28. Oktober 2022 | München

Letzte Ruhestätte für wohnungslose
Menschen eingeweiht

In München werden wohnungslose Menschen in der Regel auf unterschiedlichen Friedhöfen beigesetzt. Oft geraten diese Gräber dann aber in Vergessenheit.

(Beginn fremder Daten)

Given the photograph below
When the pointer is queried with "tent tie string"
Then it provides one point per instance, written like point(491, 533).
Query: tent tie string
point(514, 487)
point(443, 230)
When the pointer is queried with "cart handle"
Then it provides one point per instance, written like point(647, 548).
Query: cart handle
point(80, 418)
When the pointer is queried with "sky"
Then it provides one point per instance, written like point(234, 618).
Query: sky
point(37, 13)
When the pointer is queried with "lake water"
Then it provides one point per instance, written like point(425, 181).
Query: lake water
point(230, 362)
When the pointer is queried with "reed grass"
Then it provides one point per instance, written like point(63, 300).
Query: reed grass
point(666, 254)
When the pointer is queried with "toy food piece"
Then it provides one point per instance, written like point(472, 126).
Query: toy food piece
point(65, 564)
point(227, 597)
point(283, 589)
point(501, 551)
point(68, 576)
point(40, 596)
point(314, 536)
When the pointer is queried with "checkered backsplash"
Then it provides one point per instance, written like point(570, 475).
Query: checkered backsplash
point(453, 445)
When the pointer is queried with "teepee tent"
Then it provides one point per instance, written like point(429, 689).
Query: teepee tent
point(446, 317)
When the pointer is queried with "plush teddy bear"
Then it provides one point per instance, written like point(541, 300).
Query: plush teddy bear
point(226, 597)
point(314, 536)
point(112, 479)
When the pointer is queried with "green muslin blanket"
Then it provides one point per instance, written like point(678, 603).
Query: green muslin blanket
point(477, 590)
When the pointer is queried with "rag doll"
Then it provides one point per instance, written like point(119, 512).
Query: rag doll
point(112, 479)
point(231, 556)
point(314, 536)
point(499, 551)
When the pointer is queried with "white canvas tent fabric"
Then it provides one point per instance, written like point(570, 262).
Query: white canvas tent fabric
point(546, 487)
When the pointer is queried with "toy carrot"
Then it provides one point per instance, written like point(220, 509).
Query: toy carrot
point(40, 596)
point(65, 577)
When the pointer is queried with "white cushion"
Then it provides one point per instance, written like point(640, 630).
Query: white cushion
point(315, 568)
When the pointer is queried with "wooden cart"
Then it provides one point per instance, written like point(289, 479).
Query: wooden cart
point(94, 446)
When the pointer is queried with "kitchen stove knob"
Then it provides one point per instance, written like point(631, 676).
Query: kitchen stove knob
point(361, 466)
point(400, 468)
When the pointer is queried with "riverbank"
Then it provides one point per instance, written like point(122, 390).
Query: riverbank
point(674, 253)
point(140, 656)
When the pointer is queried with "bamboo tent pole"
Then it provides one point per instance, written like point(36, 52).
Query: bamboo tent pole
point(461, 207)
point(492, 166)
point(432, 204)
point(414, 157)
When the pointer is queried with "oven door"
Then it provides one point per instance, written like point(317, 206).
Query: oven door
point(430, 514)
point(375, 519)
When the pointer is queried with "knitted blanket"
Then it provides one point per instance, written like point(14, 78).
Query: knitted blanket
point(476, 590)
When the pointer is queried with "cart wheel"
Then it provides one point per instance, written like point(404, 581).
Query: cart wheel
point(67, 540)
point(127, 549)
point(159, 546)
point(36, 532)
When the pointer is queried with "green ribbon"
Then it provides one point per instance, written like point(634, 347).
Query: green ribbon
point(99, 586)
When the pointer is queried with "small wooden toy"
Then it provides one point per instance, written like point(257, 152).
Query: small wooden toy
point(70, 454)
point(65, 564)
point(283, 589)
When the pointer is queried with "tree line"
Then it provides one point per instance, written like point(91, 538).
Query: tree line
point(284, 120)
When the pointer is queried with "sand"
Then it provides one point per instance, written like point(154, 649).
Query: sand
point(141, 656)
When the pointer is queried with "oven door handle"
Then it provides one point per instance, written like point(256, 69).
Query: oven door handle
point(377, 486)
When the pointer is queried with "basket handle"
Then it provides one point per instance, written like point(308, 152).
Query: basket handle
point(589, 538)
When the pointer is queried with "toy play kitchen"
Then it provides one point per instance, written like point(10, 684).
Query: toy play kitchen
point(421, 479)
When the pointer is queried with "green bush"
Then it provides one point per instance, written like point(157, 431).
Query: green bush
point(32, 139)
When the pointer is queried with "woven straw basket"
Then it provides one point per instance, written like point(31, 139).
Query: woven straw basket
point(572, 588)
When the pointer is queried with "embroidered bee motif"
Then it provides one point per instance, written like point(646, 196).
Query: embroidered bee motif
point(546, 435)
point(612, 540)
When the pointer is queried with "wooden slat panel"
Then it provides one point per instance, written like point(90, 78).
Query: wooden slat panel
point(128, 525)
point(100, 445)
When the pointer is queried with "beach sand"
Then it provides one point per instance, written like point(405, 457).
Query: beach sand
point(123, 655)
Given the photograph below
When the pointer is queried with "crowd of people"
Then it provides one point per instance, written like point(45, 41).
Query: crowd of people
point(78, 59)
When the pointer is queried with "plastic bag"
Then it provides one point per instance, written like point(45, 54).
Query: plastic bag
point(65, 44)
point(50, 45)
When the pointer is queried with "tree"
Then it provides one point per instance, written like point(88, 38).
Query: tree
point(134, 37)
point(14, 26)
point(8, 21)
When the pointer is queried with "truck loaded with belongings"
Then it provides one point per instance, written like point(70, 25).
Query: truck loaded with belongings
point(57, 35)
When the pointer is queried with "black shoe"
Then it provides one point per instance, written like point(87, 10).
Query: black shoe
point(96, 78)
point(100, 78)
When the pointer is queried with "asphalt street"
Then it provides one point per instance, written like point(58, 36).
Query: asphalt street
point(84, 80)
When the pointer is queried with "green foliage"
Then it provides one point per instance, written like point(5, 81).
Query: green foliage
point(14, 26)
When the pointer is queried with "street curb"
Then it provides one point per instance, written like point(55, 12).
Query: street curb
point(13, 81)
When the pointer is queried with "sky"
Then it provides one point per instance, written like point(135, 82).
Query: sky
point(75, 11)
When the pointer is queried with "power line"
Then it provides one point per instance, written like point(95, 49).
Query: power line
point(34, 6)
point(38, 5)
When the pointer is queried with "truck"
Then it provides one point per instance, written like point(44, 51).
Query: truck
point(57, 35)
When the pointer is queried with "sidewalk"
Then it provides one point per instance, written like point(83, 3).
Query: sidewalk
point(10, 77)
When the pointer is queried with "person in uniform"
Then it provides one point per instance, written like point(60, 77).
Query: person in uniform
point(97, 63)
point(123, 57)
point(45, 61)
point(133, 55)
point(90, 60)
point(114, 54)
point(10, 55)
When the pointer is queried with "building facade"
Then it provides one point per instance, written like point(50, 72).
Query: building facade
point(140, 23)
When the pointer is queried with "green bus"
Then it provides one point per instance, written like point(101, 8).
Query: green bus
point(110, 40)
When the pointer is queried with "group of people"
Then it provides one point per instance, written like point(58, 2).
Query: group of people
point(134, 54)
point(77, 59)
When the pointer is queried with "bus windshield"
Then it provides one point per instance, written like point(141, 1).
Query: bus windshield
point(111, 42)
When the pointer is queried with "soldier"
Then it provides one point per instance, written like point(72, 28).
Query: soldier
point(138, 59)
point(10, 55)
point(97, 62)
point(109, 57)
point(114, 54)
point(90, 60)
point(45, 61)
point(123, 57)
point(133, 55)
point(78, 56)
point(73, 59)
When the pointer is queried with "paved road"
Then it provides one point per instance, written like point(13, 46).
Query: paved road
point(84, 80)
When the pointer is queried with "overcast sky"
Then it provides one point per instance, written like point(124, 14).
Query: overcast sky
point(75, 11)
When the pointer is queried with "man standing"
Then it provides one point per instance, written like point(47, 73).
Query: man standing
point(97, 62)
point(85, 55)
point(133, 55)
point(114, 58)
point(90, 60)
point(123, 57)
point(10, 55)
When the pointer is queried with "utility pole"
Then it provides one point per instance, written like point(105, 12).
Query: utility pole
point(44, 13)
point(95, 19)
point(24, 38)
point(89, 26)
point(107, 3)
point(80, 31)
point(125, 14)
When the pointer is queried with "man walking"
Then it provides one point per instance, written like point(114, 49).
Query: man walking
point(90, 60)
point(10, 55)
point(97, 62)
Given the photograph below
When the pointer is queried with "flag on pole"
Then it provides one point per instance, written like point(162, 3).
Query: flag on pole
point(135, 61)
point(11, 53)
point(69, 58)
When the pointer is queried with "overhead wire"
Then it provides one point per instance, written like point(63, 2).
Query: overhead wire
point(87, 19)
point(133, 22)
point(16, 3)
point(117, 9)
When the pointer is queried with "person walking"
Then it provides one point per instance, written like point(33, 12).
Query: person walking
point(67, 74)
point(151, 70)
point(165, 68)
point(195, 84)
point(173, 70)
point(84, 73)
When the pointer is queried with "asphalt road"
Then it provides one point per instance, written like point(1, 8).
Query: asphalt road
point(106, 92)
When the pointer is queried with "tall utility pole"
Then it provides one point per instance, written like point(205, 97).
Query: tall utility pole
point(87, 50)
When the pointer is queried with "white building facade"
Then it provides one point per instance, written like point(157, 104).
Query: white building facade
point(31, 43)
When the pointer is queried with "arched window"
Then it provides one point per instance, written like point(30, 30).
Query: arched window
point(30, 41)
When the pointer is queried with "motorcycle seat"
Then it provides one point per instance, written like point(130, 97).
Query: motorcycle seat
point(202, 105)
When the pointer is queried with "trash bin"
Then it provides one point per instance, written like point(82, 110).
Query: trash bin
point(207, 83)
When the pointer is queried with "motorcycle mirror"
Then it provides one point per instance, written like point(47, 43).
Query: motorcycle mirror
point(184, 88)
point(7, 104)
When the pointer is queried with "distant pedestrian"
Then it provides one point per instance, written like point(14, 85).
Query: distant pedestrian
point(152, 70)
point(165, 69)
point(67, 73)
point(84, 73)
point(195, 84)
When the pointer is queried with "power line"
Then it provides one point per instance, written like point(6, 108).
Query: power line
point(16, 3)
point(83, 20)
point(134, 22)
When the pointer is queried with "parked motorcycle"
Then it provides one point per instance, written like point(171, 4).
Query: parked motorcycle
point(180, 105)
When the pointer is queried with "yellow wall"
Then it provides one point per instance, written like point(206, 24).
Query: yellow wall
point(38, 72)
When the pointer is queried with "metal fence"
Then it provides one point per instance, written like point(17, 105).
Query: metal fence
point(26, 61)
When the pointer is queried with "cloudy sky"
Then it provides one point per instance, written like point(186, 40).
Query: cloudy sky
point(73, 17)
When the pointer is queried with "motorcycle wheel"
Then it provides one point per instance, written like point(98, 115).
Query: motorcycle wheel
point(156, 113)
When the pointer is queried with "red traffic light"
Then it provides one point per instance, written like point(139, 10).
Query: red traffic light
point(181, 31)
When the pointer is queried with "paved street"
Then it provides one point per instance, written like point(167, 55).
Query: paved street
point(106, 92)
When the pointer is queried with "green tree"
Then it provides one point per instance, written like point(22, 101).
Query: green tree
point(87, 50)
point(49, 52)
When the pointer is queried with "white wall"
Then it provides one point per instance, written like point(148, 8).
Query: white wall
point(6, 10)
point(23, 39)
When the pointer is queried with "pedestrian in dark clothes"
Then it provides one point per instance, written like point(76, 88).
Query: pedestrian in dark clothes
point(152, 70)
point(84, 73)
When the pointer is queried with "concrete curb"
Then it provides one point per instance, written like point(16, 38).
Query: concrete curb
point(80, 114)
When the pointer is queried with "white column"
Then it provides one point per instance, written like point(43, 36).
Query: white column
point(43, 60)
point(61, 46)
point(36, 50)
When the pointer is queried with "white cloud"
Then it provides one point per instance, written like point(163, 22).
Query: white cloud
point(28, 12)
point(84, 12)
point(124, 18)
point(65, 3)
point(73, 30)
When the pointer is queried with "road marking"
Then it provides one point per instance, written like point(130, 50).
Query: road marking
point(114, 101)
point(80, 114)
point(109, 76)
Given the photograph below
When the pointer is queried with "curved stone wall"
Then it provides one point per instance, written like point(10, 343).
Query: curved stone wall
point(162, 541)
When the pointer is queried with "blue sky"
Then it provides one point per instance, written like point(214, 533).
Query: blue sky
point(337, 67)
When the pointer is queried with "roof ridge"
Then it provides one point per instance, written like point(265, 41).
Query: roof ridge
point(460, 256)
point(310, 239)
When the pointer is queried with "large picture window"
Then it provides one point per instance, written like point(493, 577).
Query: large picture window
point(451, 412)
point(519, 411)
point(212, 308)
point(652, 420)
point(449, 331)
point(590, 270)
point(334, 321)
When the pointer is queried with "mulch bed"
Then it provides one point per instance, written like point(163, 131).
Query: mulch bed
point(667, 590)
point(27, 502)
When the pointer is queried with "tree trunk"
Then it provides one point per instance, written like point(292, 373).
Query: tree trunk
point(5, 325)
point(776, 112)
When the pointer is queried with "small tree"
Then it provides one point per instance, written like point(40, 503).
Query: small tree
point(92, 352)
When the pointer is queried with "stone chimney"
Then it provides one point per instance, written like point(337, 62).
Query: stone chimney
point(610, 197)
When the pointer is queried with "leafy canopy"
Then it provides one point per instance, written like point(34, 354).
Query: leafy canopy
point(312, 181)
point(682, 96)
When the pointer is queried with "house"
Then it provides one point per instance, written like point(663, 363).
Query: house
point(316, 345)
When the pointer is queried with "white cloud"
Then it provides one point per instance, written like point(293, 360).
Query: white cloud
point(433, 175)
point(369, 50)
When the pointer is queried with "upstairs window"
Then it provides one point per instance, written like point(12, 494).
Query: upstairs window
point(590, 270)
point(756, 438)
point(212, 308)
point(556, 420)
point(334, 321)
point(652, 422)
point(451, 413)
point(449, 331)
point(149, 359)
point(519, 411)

Auf Initiative der Erzdiözese München und Freising sowie des kmfv und mit großer Unterstützung der Landeshauptstadt München wurde nunmehr ein eigenes Gräberfeld im Friedhof am Perlacher Forst durch Weihbischof Rupert Graf zu Stolberg eingeweiht. Es soll in Zukunft konfessionsunabhängig eine letzte Ruhestätte für die Verstorbenen sein.

 

 

 

 

 

 

 

 

 

 

 

 

 

Vor dem Hintergrund des großen Bedarfes an einer letzten Ruhestätte für wohnungslose Menschen wurde das neue Gräberfeld initiiert. Gestaltet und angelegt wurde das Gräberfeld von der Gräberverwaltung des Gesundheitsreferates. Eine Stele mit Inschrift weist nunmehr auf das liebevoll angelegte Gräberfeld hin. Zukünftig können konfessionsunabhängig die Träger der Wohnungslosenhilfe auf die Gräberverwaltung zugehen und verstorbene wohnungslose Menschen auf dem Gräberfeld würdevoll bestatten lassen.